Não é bem assim. É possível que tenha havido, sim, um lago por ali, mas que fosse gelado e transitório ou que tenha permanecido congelado durante grande parte de sua história.

Além disso, o Perseverance pode ter explorado até agora apenas áreas onde os sedimentos do lago foram erodidos, o que o permitiu descobrir rochas que estavam sob esse lago durante grande parte de sua história, ou (no caso do material vulcânico) depositadas depois que o lago secou.

A presença de olivina também indica que qualquer vida que estivesse presente nesses depósitos não poderia ter sido intimamente associada aos minerais, pois os micróbios também teriam sido incapazes de obter energia de um ambiente que deixasse a olivina intacta.

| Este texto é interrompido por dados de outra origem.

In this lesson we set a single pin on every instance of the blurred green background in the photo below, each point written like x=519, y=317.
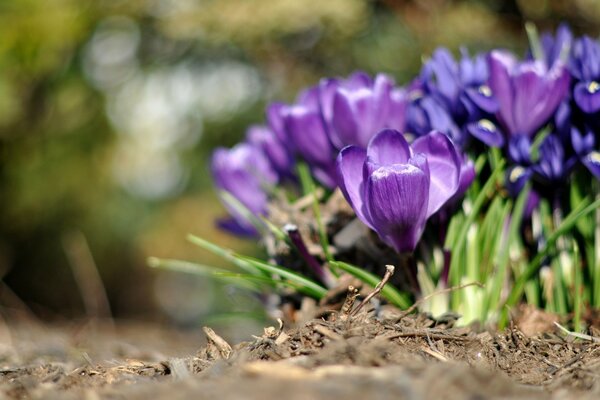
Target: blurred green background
x=109, y=111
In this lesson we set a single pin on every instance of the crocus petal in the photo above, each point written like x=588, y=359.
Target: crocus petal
x=467, y=176
x=592, y=162
x=344, y=119
x=587, y=96
x=444, y=167
x=237, y=227
x=277, y=153
x=388, y=147
x=538, y=93
x=307, y=131
x=325, y=174
x=446, y=72
x=398, y=108
x=519, y=149
x=482, y=97
x=500, y=63
x=275, y=119
x=397, y=203
x=582, y=144
x=486, y=131
x=350, y=178
x=516, y=178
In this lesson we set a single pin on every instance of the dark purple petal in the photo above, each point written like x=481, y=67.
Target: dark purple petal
x=308, y=134
x=388, y=147
x=397, y=203
x=444, y=168
x=538, y=93
x=551, y=165
x=277, y=153
x=582, y=144
x=244, y=172
x=440, y=119
x=482, y=97
x=592, y=162
x=486, y=131
x=350, y=179
x=325, y=174
x=446, y=73
x=500, y=65
x=275, y=119
x=516, y=178
x=585, y=60
x=398, y=107
x=519, y=149
x=344, y=119
x=237, y=227
x=587, y=96
x=467, y=176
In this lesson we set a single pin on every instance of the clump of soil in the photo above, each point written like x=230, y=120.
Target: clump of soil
x=396, y=356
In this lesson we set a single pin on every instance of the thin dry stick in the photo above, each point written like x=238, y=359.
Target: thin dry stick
x=576, y=334
x=346, y=310
x=87, y=276
x=389, y=271
x=450, y=289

O rover também captou sinais de compostos orgânicos, na forma de produtos químicos com um ou mais anéis semelhantes a benzeno. Essa descrição poderia se encaixar em alguns dos elementos químicos envolvidos na vida na Terra, mas também poderia caber em uma grande variedade de outros materiais.

Até agora, não há sinal de coisas que esperaríamos encontrar se quiséssemos uma indicação de um paraíso aquoso. Mas, conforme destaca o site Ars Technica, dados futuros podem preencher nossa compreensão da história de Jezero.